Through the cell’s speaker, I heard a low-pitched boom, and the cell vibrated in my hand. It was so deep and heavy, it was as if the Earth itself had been hit by a sonic weapon. Lachish gasped, a strangled sound. The connection ended.

Koun tapped his headgear and informed the others in the team that we needed to “progress with all speed.”

Moments later, Eli’s vehicle, which had ended up in front of us, pulled onto the street and slowed. Koun matched his vehicle’s speed.

Our SUVs’ positions provided us with an excellent field of view. Clearly visible were three witches standing inside a circle.

With Beast’s vision, I could see the witches and the magics that entwined to make the circle and a protective ward over and around them. The energies were unfamiliar and sickly toned, a glowing yellow-green. The attacking witches weren’t the kind pictured in fiction, neither old crones nor buxom beauties, but rather, they were strongly built, sturdy women wearing dresses, sweaters against the chill, and stout leather walking shoes. If I had passed them in a grocery store, I’d have pegged them as upper-class grandmothers who loved to bake, had huge gardens, taught Sunday school in the local Baptist church, wore pearls, and kept cats. None of them were familiar to me.

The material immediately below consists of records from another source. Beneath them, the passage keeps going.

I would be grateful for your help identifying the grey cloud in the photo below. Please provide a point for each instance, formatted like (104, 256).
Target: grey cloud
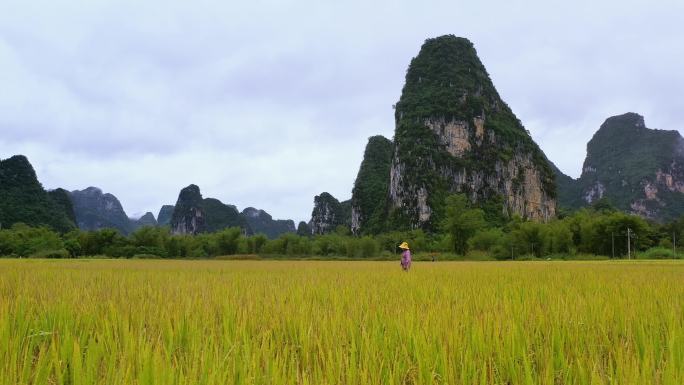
(268, 103)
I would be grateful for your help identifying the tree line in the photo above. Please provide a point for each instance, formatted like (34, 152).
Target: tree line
(466, 231)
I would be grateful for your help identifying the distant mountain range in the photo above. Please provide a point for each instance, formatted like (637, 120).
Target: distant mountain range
(453, 134)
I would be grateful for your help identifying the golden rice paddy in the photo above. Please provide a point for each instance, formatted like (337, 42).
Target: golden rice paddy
(303, 322)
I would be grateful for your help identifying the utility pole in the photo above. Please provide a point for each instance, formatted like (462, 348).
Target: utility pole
(629, 253)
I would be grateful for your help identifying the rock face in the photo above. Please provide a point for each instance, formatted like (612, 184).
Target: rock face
(165, 214)
(369, 196)
(61, 197)
(638, 169)
(303, 229)
(262, 223)
(23, 199)
(454, 134)
(146, 220)
(194, 214)
(95, 210)
(328, 213)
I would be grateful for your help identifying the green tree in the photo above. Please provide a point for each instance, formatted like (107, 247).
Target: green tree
(461, 221)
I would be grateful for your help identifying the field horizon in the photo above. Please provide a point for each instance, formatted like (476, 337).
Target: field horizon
(329, 322)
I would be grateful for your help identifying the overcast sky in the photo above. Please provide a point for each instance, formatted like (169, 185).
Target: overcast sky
(268, 103)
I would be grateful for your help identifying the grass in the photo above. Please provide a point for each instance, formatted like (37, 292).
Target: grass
(314, 322)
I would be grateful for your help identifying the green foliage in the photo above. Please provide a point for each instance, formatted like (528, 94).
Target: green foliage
(23, 199)
(260, 222)
(586, 234)
(624, 157)
(461, 221)
(303, 229)
(447, 82)
(369, 195)
(24, 241)
(227, 240)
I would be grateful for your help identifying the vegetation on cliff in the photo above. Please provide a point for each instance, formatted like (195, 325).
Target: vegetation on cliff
(638, 169)
(447, 84)
(23, 199)
(96, 210)
(369, 196)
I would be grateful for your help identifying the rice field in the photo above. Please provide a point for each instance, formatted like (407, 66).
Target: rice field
(303, 322)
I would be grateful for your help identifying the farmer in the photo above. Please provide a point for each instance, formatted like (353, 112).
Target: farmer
(405, 256)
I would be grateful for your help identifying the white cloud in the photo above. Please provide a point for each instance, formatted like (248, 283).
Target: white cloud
(269, 103)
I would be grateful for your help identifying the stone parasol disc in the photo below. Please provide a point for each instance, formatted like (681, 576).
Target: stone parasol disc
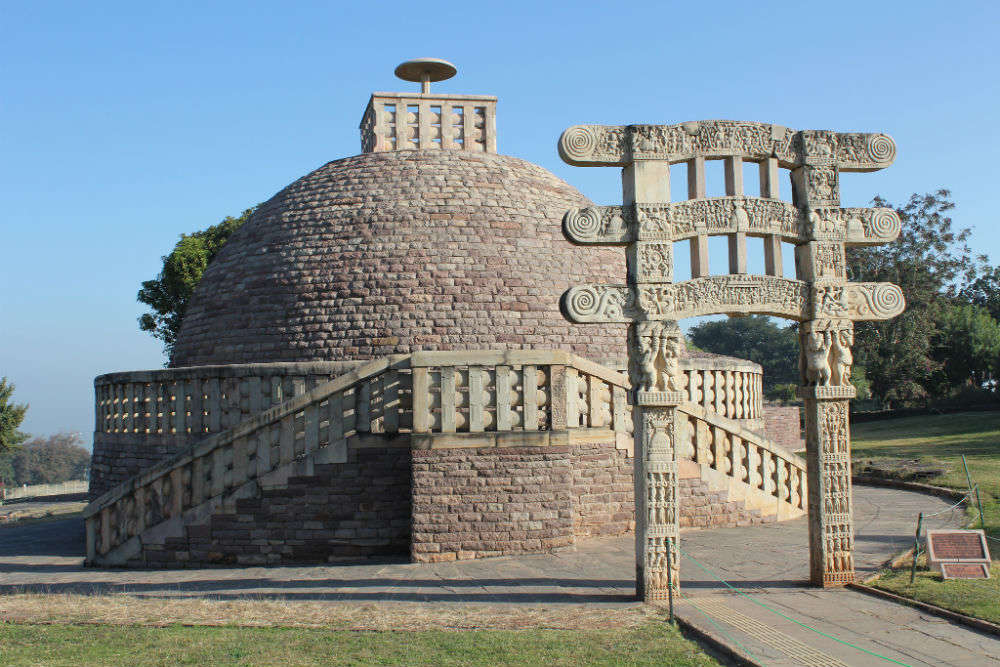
(434, 69)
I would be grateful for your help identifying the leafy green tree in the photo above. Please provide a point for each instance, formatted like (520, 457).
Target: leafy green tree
(931, 262)
(11, 416)
(46, 460)
(757, 338)
(168, 294)
(967, 345)
(984, 291)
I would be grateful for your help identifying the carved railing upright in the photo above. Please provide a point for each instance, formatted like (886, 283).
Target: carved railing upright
(819, 297)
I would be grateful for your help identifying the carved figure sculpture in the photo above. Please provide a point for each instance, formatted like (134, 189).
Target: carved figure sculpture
(843, 358)
(671, 346)
(817, 355)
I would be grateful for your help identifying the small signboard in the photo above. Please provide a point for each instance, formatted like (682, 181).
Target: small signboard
(959, 554)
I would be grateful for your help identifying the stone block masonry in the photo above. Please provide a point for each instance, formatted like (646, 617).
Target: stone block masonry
(354, 510)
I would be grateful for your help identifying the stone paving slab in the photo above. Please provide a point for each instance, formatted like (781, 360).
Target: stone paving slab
(768, 561)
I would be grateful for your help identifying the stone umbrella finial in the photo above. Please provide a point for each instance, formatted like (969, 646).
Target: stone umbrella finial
(426, 70)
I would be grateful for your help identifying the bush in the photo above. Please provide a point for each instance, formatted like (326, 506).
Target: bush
(49, 460)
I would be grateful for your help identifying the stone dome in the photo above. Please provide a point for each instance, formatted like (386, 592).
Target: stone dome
(391, 252)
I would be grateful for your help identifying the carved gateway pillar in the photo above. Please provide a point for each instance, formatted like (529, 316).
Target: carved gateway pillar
(819, 296)
(655, 351)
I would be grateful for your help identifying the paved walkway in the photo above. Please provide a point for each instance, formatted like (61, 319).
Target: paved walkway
(769, 561)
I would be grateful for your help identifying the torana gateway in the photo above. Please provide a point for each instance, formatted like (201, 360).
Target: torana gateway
(376, 363)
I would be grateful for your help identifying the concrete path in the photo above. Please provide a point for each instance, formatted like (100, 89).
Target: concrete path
(769, 562)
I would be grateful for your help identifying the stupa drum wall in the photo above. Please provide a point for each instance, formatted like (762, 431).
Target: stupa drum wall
(393, 252)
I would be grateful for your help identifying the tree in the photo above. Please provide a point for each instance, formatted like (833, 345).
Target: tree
(49, 460)
(757, 338)
(931, 262)
(11, 416)
(168, 294)
(967, 345)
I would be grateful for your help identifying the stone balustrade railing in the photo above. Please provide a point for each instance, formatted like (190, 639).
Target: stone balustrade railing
(201, 400)
(730, 389)
(744, 456)
(423, 393)
(251, 426)
(478, 392)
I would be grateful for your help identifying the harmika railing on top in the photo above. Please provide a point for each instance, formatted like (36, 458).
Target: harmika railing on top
(725, 446)
(424, 392)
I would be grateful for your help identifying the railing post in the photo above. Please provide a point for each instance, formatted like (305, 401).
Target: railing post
(421, 400)
(558, 398)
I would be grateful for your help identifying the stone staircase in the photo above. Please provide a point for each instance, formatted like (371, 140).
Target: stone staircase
(435, 453)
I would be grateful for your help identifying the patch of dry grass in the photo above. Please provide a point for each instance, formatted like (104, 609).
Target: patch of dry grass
(128, 609)
(22, 513)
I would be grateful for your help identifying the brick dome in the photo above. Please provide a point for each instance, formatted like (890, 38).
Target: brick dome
(390, 252)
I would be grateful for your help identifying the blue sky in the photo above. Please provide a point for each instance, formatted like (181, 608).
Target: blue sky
(123, 125)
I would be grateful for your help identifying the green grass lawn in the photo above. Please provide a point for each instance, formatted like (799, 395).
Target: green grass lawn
(972, 597)
(944, 439)
(655, 643)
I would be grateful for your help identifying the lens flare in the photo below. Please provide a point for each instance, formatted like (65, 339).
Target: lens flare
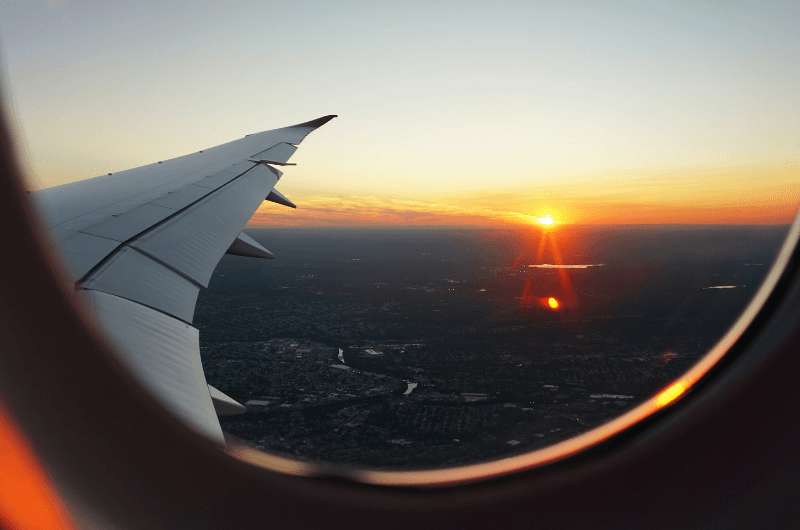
(553, 303)
(546, 221)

Some energies screwed with pixels, but I set my cell to take close-up pics and sent them to Alex. “If you can get anything through the magical energies, start facial rec,” I ordered.

“Roger that.”

“For now, left to right, we’ll call them Ursula, Fiona, and Endora.” All the names were witches from TV and movies and Alex chuckled as he passed along the designations to team Koppa and to Bruiser’s teams, with the close-ups, so their designations would be consistent. I tapped my mic, went to the general channel, and noted Koun did the same.

Redheaded Ursula turned her attention to our vehicles, reached down to the broken pavement, and gathered a ballof power between her hands. She was handling raw energy, which was dangerous, sometimes deadly, for even the most powerful of witches. The threat was unmistakable. Eli’s vehicle slammed on brakes and only Koun’s vampire reflexes saved us from rear-ending them.

I felt Eli’s battle-readiness settle over and through him. “Drones are in flight,” he said. Our connection snapped into place inside me and I took a deep, calm, cold breath.